Auch der ›Postillion‹, die Gratiszeitung des Schwarzatales, ist bereits vertreten. Die ältere Redakteurin steht interessiert auf der Terrasse und genießt ihr erstes Glas Wein. Man kann förmlich spüren, dass dies nicht ihr ›erster Fall‹ ist. Sie strahlt die grenzenlose Ruhe der üppigen Erfahrung aus.
Auf der Schattenseite des Parkplatzes entsteigt ein gut aussehender, durchtrainierter Mann missmutig seinem Fahrzeug. Dunkle Bartstoppeln besprenkeln sein markantes Kinn. Er schiebt mit beiden Händen die gepflegten, langen Haare in den Nacken und klemmt eine widerspenstige Haarsträhne hinter das Ohr. Der angespannte Gesichtsausdruck lässt vermuten, dass er nur zähneknirschend hier herauf gefahren ist. An diesem Morgen war er gerade dabei, zum Peilstein am Rande der Tiefebene, aufzubrechen, als ihn der Anruf seines Vorgesetzten erreichte. Mürrisch hatte er die Freunde davon unterrichtet, dass wieder ausgerechnet am Wochenende die Pflicht ruft, und er ihr Treffen absagen muss. Er vertröstete sie auf den nächsten Tag, falls sich der Sachverhalt rasch aufklärt. Sehnsüchtig schaut er hinauf zum Flammenkogel und stellt sich vor, wie er sich mit dem neuen Gleitschirm in der Thermik über den Gipfel tragen lässt, um anschließend durch das Seitental Richtung Lengthal zu schweben. Er seufzt wehmütig, stopft das Poloshirt in die Jeans, setzt die Sonnenbrille auf und wackelt gemächlich zur Absperrung hinüber. Die Westernstiefel klackern unüberhörbar über den Asphalt. Er hebt das Plastikband der Umgrenzung empor, um darunter durchzuschlüpfen, wird aber von einem drahtigen Polizisten daran gehindert. Der Mann zieht seine Dienstmarke aus der Gesäßtasche und hält sie dem Wachebeamten unter die Nase. »Oberkommissar Holzinger. Peter Holzinger«, stellt er sich vor. »Wer hat hier das Sagen?«, fragt er ihn mit tiefer, sonorer Stimme.

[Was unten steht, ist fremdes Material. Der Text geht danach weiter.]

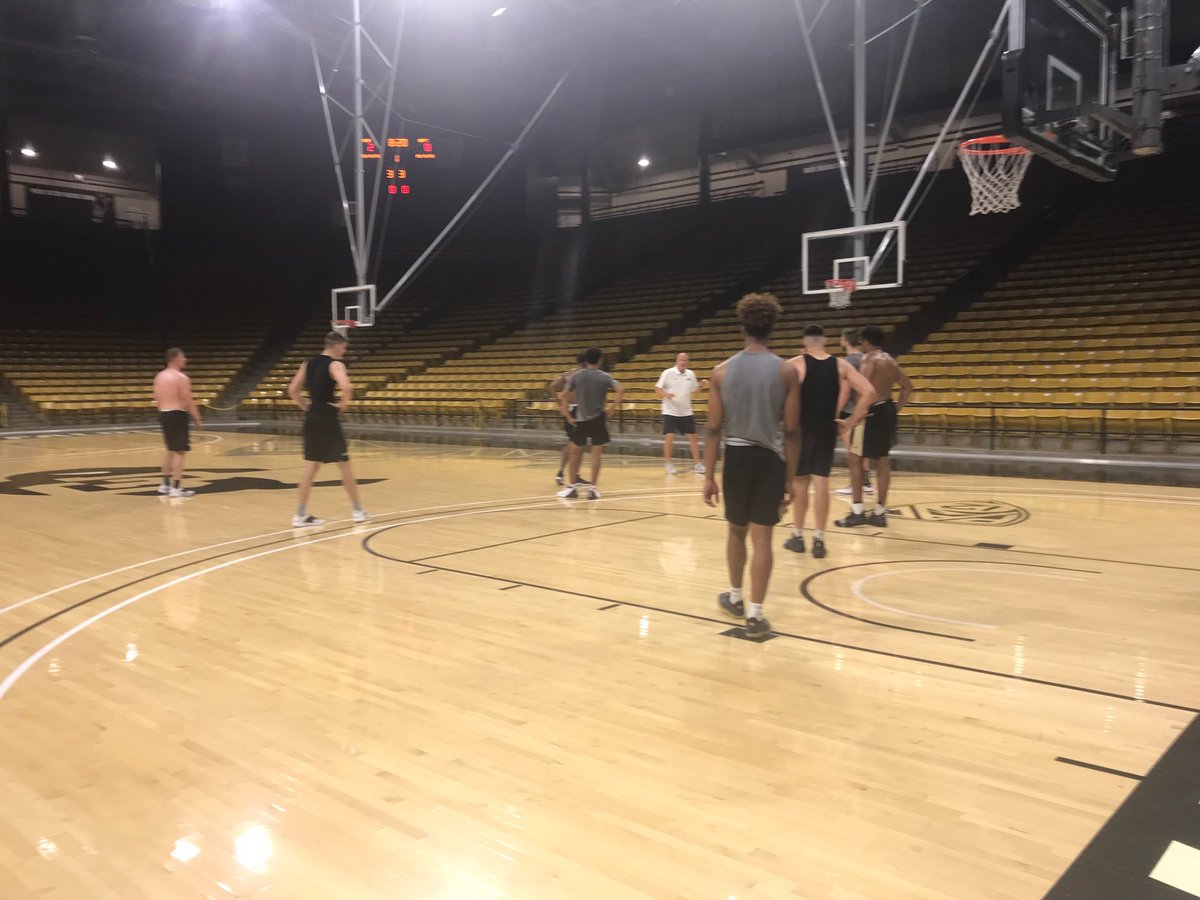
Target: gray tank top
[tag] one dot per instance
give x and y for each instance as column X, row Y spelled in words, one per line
column 753, row 397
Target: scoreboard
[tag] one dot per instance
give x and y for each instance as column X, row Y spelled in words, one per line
column 400, row 157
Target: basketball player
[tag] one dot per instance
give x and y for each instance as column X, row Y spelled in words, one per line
column 879, row 430
column 587, row 389
column 852, row 347
column 676, row 387
column 555, row 388
column 323, row 439
column 753, row 396
column 825, row 379
column 173, row 397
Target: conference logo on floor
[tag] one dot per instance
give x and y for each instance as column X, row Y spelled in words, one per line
column 143, row 481
column 982, row 513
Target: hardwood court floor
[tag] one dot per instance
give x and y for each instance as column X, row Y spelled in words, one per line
column 490, row 693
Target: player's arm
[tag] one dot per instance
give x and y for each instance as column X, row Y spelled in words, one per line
column 619, row 389
column 905, row 387
column 851, row 378
column 791, row 424
column 713, row 431
column 185, row 394
column 295, row 390
column 339, row 373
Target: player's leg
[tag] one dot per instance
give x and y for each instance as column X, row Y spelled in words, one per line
column 799, row 510
column 352, row 489
column 306, row 478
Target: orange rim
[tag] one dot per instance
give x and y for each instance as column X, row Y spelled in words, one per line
column 978, row 147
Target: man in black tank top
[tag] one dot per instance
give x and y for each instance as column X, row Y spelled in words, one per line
column 825, row 383
column 323, row 438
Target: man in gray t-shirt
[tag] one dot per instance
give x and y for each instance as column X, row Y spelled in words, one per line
column 587, row 390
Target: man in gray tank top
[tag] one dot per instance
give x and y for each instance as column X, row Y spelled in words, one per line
column 754, row 403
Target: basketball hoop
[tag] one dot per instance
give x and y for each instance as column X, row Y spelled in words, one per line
column 995, row 169
column 839, row 292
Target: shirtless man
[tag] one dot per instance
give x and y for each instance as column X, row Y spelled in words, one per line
column 553, row 389
column 825, row 381
column 880, row 430
column 173, row 396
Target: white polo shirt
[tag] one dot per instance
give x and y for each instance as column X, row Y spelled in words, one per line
column 682, row 385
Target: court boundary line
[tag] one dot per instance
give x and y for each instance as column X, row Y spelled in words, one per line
column 33, row 659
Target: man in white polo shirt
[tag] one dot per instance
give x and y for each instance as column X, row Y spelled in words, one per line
column 676, row 387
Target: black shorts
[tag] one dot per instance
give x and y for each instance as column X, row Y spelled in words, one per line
column 880, row 435
column 753, row 480
column 817, row 443
column 323, row 438
column 678, row 425
column 594, row 430
column 174, row 425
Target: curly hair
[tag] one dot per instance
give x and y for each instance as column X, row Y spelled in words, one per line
column 759, row 315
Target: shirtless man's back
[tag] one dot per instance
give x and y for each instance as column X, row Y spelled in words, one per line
column 173, row 397
column 880, row 430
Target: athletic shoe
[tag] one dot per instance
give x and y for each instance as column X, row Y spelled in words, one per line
column 757, row 628
column 737, row 610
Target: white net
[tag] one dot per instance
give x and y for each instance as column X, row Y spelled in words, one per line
column 840, row 291
column 995, row 172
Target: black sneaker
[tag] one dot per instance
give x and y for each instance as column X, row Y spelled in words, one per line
column 737, row 610
column 757, row 628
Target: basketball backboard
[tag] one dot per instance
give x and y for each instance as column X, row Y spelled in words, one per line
column 873, row 256
column 1059, row 82
column 354, row 304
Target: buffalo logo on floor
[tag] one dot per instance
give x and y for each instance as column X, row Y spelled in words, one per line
column 983, row 513
column 143, row 481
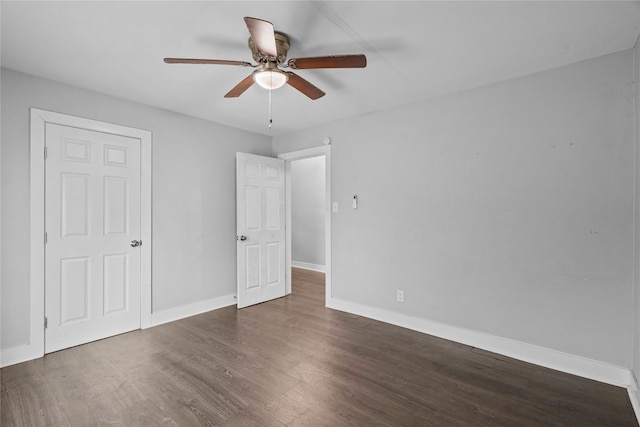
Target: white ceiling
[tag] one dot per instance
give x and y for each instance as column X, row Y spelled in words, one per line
column 416, row 50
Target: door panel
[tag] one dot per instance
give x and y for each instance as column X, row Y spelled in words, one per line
column 92, row 203
column 260, row 228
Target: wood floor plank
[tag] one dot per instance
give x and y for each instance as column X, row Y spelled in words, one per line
column 293, row 362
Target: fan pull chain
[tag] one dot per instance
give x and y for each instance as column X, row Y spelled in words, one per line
column 270, row 120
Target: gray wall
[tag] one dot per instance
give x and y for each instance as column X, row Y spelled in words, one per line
column 308, row 211
column 636, row 299
column 193, row 195
column 508, row 209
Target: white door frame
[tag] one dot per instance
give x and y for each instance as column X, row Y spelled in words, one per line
column 299, row 155
column 39, row 119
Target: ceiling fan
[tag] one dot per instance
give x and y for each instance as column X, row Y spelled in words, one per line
column 269, row 49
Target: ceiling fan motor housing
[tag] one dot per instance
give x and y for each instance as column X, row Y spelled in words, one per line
column 282, row 47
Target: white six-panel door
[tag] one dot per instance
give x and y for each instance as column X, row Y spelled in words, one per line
column 260, row 191
column 92, row 202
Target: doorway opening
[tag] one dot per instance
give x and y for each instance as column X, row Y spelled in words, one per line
column 308, row 219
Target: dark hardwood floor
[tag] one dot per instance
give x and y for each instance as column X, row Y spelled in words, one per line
column 291, row 362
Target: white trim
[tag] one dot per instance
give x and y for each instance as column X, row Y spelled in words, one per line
column 634, row 396
column 19, row 354
column 308, row 266
column 299, row 155
column 188, row 310
column 553, row 359
column 39, row 119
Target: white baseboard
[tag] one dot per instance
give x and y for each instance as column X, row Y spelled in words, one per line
column 553, row 359
column 634, row 395
column 177, row 313
column 22, row 353
column 308, row 266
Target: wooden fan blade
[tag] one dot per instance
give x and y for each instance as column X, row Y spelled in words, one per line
column 206, row 61
column 240, row 87
column 335, row 61
column 304, row 86
column 263, row 36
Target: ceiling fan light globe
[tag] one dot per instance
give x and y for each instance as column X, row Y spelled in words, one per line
column 269, row 79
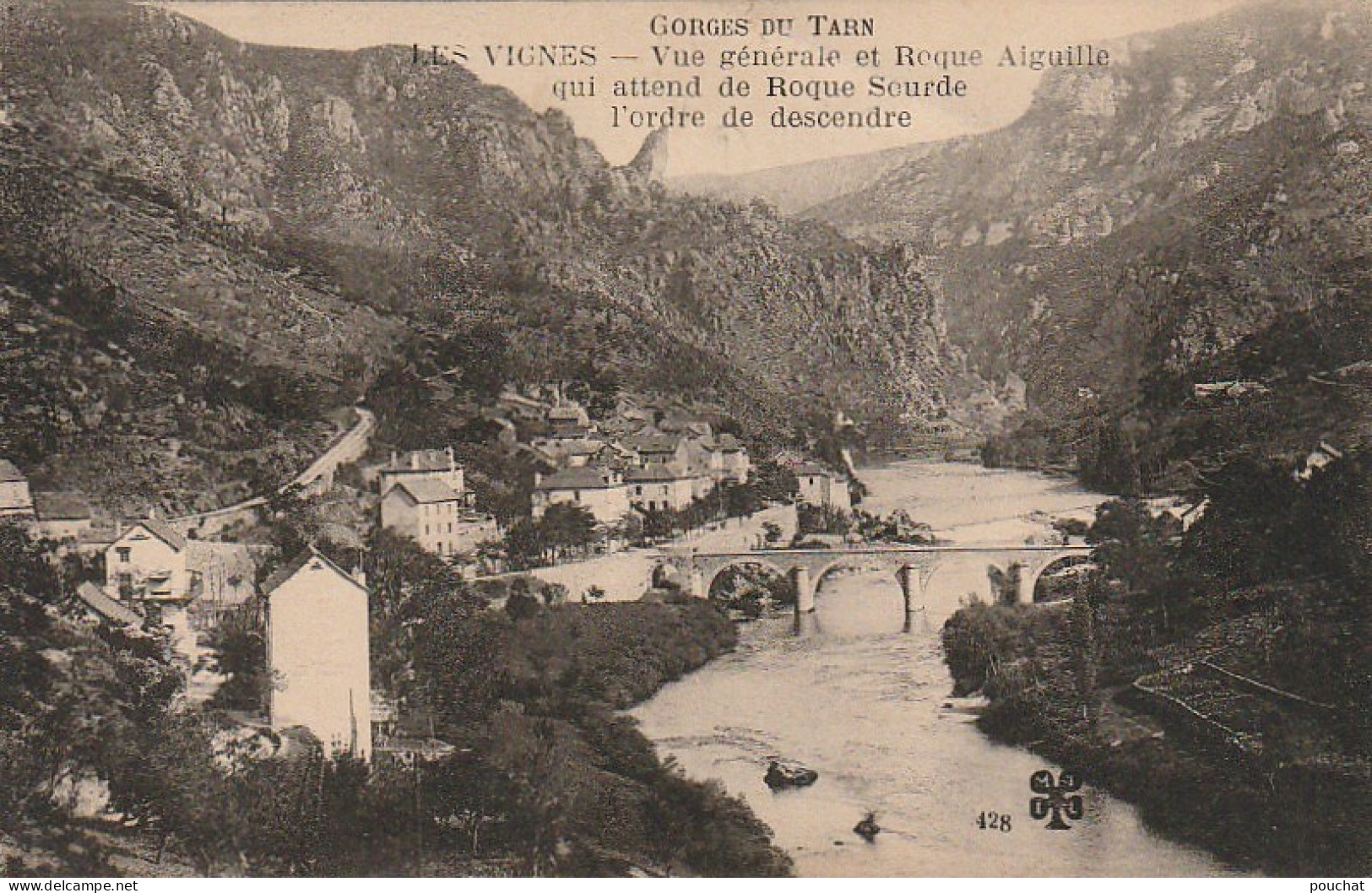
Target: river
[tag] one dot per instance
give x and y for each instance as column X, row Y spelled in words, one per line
column 862, row 702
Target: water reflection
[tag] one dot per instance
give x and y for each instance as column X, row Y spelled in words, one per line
column 845, row 690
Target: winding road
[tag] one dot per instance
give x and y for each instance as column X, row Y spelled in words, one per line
column 346, row 447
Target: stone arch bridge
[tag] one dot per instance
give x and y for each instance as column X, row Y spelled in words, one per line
column 914, row 566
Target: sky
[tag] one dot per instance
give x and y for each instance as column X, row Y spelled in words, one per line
column 995, row 94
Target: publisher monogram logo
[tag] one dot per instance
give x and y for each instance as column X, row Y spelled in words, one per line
column 1057, row 798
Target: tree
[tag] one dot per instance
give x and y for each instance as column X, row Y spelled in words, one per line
column 241, row 640
column 567, row 526
column 524, row 545
column 1136, row 549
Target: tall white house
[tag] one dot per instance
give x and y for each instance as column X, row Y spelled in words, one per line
column 14, row 491
column 318, row 653
column 149, row 563
column 599, row 490
column 822, row 487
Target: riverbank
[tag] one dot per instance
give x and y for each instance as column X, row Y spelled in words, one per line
column 1087, row 715
column 593, row 796
column 625, row 576
column 852, row 695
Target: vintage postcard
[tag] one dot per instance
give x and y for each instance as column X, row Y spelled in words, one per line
column 840, row 438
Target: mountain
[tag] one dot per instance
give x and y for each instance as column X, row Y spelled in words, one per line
column 797, row 188
column 320, row 219
column 1196, row 212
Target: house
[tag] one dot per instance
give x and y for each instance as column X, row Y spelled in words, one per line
column 574, row 452
column 662, row 486
column 221, row 578
column 822, row 487
column 423, row 465
column 435, row 516
column 15, row 500
column 729, row 460
column 659, row 447
column 318, row 655
column 149, row 563
column 568, row 420
column 599, row 490
column 105, row 609
column 61, row 516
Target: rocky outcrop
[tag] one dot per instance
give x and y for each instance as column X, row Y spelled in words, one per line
column 316, row 208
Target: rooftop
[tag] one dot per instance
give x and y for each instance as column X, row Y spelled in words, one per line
column 421, row 461
column 162, row 531
column 653, row 443
column 426, row 491
column 578, row 478
column 659, row 471
column 95, row 598
column 296, row 564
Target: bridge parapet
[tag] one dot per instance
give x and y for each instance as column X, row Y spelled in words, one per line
column 914, row 566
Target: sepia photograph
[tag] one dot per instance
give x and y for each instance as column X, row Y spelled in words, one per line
column 685, row 438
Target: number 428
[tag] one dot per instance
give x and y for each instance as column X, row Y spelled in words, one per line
column 994, row 822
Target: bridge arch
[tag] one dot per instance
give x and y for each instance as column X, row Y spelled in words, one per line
column 1055, row 563
column 742, row 561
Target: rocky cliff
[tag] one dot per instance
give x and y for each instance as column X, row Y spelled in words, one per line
column 311, row 213
column 1196, row 212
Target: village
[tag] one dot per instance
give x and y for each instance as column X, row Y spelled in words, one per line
column 640, row 478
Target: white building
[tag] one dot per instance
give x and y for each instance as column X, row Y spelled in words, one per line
column 599, row 490
column 62, row 516
column 822, row 487
column 15, row 500
column 318, row 653
column 662, row 486
column 149, row 563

Der Polizist zeigt auf einen weiteren Uniformierten, der sich mit einem Kollegen unterhält und bittet ihm zu folgen.
Sie erzählen Holzinger von dem grausigen Fund, und dass sich der eine beim Anblick der schrecklich zugerichteten Leiche übergeben musste.
»Sie sagten, dort oberhalb der Felswand gibt es eine Aussichtsplattform?«, fragt der Kriminalbeamte.
»Ja, wir haben den Zugang zum Weg, der nach oben führt, abgesperrt. Nur für den Fall der Fälle.«
»Ausgezeichnet. – Die Sperre bleibt vorläufig aufrecht. – Ich werde die Spurensicherung sicherheitshalber informieren.«
Der Oberkommissar holt sein Mobiltelefon hervor und informiert die Spurensicherung in der Provinzhauptstadt. Sie wird in einer Stunde Vorort sein. Holzinger macht die Runde, begrüßt einen nach dem anderen persönlich und wechselt mit jedem von ihnen einige Worte. So ist es für ihn am einfachsten, sich rasch einen umfassenden Überblick zu verschaffen. Er erfährt, dass der Chef des Hotels, der die Leiche gefunden, und dessen Vater, der die Polizei verständigt hat, im Gasthof, zu finden seien.